«Ничего, ничего! — раздавался успокаивающий ответ вожаков утиной стаи. — Это так… не по нас. Это очень далеко отсюда», — и после этого лесная дебрь опять предавалась своему царственному молчанию, которое ничуть не нарушалось ни бульканьем и всплесками птиц, гонявшихся за болотными насекомыми, ни гуденьем шмелей и мух, обильно роившихся над тинистой почвой.

Дичь и глушь — полные. Всю зиму помнишь такое тихое место. Поплетешься туда на следующее лето — взглянуть, живы ли, мол, в том леску мои грустные думы, которые я поселил в нем в прошлом году, — смотришь, а уж на месте болотца с беззаботными утками стоит новенький форменный домик с резным крылечком, на котором меланхолически восседает какой-нибудь отставной ветеран, из-под густых и седых усов которого узорчатыми струйками вылетает столь далеко пахнущий дым махорки. Дремучий лес посторонился от домика во все четыре стороны, и на образовавшейся от этого поляне пасется на длинной веревке корова, греется большая собака, — в расчищенном и сделавшемся похожим на пруд болоте ворочаются домашние утки и гуси. Тут же стоит заботливой рукою причесанная копенка сена с распростертым около нее здоровым мужиком в ситцевой рубахе, в суконной жилетке, по которой развешана бронзовая часовая цепочка, и в больших сапогах, роскошно смазанных дегтем.

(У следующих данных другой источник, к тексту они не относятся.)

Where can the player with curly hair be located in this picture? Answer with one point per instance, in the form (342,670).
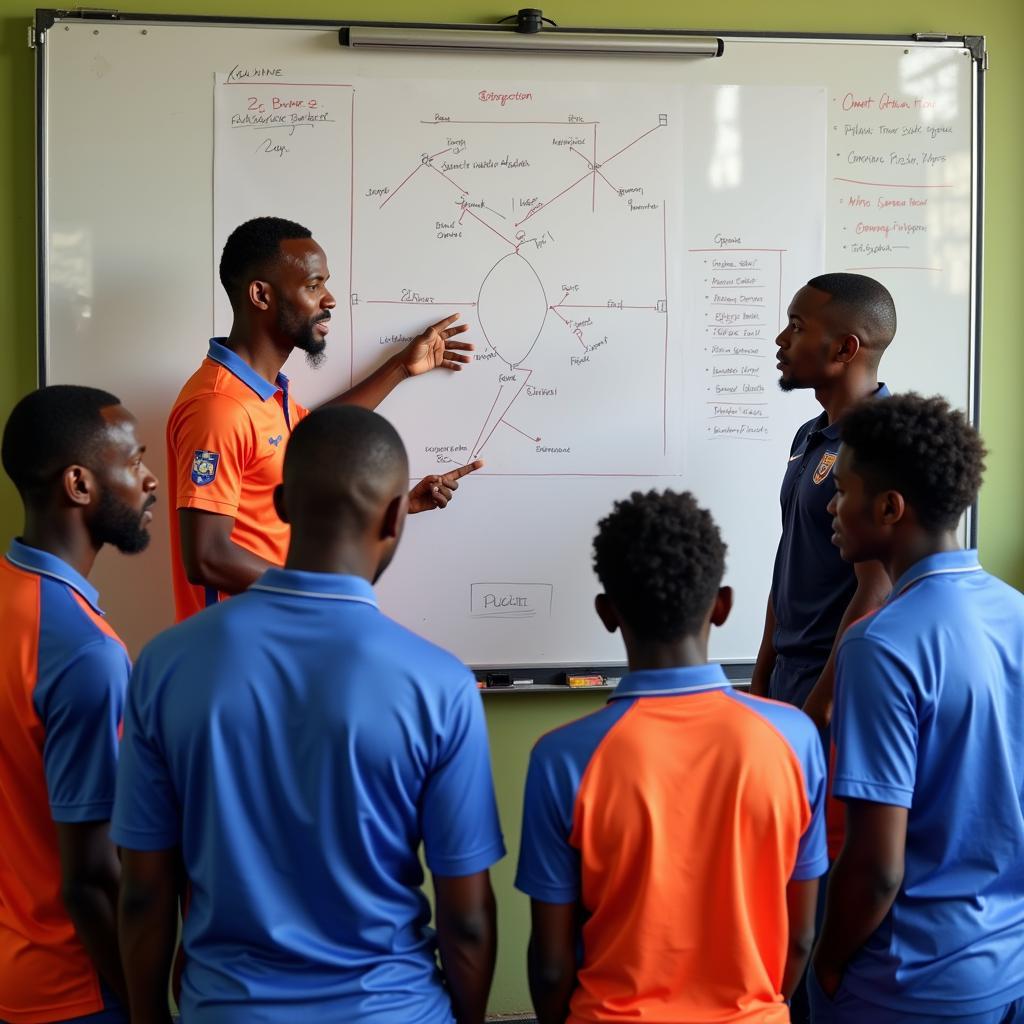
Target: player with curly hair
(924,918)
(678,832)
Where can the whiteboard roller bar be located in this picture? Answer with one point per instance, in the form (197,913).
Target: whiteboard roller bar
(546,42)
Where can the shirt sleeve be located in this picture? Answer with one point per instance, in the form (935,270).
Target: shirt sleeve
(549,865)
(875,724)
(81,715)
(461,830)
(812,853)
(146,814)
(211,442)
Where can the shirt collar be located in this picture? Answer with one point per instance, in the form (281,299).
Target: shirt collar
(943,563)
(43,563)
(219,352)
(830,430)
(328,586)
(672,682)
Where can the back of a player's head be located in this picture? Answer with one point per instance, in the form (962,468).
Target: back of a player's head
(921,448)
(253,249)
(861,305)
(660,559)
(342,464)
(50,429)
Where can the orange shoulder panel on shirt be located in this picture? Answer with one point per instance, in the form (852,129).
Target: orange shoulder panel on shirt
(42,961)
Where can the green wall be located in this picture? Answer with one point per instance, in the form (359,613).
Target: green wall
(516,721)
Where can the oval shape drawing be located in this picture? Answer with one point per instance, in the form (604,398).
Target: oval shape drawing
(511,308)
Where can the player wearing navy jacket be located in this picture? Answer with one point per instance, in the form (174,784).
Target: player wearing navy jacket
(297,747)
(839,326)
(925,918)
(73,454)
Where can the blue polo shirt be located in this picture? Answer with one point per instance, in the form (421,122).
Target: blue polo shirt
(299,747)
(811,585)
(62,678)
(930,716)
(676,816)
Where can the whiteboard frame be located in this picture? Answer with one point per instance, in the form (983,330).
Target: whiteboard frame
(46,18)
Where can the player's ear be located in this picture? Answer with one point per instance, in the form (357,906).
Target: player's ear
(279,503)
(849,345)
(606,612)
(260,294)
(722,606)
(394,515)
(79,484)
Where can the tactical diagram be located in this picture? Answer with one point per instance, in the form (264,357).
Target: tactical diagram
(550,237)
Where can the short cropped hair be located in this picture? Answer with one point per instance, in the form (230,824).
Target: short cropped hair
(920,446)
(254,247)
(53,428)
(868,301)
(660,559)
(338,457)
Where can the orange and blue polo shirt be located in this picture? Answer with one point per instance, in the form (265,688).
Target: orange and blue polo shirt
(62,678)
(225,454)
(675,817)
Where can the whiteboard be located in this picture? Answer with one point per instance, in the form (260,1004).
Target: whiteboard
(623,243)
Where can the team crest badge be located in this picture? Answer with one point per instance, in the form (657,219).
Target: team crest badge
(824,467)
(205,467)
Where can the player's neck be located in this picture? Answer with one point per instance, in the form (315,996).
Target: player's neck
(838,397)
(918,546)
(60,537)
(647,654)
(259,349)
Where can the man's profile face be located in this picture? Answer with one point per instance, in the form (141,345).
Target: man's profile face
(304,303)
(127,487)
(804,356)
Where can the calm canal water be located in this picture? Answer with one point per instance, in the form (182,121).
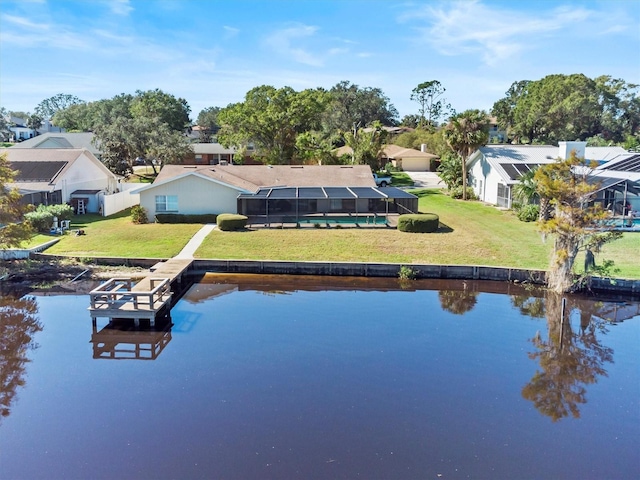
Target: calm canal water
(324,378)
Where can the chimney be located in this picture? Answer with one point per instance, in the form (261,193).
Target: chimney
(565,148)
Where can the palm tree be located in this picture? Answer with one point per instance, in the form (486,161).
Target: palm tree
(465,133)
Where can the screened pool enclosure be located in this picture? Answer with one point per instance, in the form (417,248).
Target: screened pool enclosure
(298,204)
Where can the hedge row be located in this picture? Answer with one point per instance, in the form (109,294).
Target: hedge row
(419,223)
(177,218)
(231,221)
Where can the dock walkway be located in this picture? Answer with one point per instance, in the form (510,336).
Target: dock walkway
(143,300)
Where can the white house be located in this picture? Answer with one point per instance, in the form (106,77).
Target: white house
(20,131)
(62,140)
(495,169)
(54,176)
(266,190)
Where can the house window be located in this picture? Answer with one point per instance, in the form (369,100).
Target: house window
(166,203)
(503,196)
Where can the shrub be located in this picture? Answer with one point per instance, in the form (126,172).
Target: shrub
(529,213)
(407,273)
(139,215)
(419,223)
(177,218)
(41,219)
(456,192)
(62,211)
(230,222)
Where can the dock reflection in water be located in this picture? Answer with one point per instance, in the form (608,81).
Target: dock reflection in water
(308,377)
(122,339)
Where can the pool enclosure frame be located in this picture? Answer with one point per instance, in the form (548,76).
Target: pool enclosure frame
(295,204)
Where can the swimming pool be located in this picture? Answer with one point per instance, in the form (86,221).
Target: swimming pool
(363,220)
(623,224)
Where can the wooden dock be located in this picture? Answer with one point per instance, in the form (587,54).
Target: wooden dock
(143,300)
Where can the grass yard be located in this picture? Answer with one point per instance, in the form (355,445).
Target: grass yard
(471,233)
(117,236)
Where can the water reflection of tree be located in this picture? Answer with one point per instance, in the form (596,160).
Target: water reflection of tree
(568,360)
(18,325)
(458,302)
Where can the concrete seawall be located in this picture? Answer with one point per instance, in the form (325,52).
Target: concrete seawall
(453,272)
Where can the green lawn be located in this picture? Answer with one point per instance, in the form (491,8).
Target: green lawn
(117,236)
(471,233)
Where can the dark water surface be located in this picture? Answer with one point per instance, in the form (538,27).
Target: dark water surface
(306,377)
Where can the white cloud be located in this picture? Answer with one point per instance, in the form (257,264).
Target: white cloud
(282,42)
(120,7)
(493,32)
(24,22)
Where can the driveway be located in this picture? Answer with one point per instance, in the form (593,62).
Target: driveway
(426,180)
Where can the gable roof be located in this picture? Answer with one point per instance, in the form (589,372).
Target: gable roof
(251,178)
(40,168)
(390,151)
(511,161)
(61,140)
(211,148)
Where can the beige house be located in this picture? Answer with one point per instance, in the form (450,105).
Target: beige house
(54,176)
(410,159)
(407,159)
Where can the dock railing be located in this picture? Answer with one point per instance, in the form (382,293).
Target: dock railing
(118,292)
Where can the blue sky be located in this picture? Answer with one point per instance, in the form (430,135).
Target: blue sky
(211,52)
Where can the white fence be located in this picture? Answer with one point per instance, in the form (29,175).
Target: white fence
(117,202)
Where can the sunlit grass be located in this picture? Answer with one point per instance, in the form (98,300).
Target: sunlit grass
(471,234)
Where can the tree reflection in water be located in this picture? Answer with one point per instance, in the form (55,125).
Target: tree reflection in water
(568,360)
(457,302)
(18,325)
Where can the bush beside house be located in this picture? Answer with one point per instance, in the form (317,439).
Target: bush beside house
(229,222)
(419,223)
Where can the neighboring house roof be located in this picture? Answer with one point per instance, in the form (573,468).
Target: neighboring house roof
(390,151)
(250,178)
(211,148)
(61,140)
(623,163)
(396,151)
(38,169)
(392,130)
(512,161)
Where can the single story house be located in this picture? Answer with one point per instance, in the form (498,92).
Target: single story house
(407,159)
(62,140)
(20,131)
(210,154)
(55,176)
(495,169)
(410,159)
(272,192)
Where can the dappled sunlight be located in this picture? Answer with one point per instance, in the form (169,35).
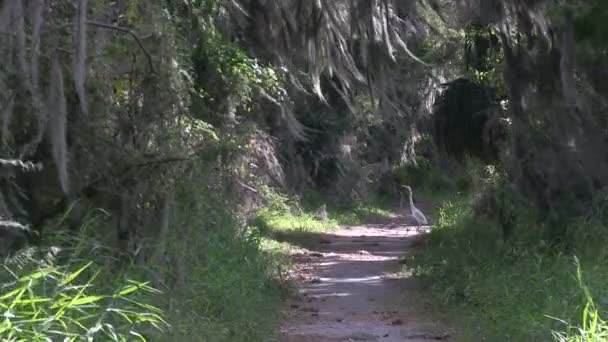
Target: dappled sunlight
(347,279)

Затем над домиком витали тишина и дрема, изредка прогоняемые налетевшим из лесу ветерком…

Смотря на такую картину, в каждом штрихе которой виднелись одиночество и беспомощность, никак нельзя было отгадать причины, смогшей привлечь сюда человека па постоянное житье.

— Помогай бог, служба! — начинается разговор, имеющий целью выпытать от солдата, как он сюда попал, что делает, чем живет и проч. и проч.

— А-а? — радостно отзывается солдат живому голосу. — Милости просим, — и при этом приглашении он предупредительно спешит очистить редкому гостю место на только что отструганной лавочке.

— Что это вы, старина, словно медведь какой, в такую глушь забрались? Или по деревням-то мест нет?

Солдат весело шевелит усами, приветствуя слово, сравнившее его с медведем, — и пошла история.

Начинается в это время на тихом крылечке нескончаемый разговор про тридцатилетнюю службу. Оказывается из этого рассказа, что у солдата в настоящую минуту три медали и Георгиевский крест, двенадцать ран и четыре контузии, в ушах большой шум, а ноги к ненастью мозжат до такой степени, что, по собственному признанию рассказчика, перед ненастным временем визжит он от этих ног, как связанный просук.

— Учен я такожде, сударь ты мой, сапожному мастерству, — продолжается словоохотливая речь одинокого солдата, — и правду ежели говорить, так немец один — в Малой Подьяческой сапожный магазин у него — давал мне в месяц семь серебра на евойных харчах, но только я не пошел, потому всякой сволочи подражать не намерен… Опять же, признаться, и запивойству этому самому, грешным делом, очень даже довольно подвержен; а при хозяине жить с эвтаким мастерством не годится. Народ только в искушенье введешь, — осуждать будут. Мы эти дела, полковую службу прошодши, вплоть понимаем.

— Как же вы сюда-то попали, старина? Домик-то этот ваш, что ли?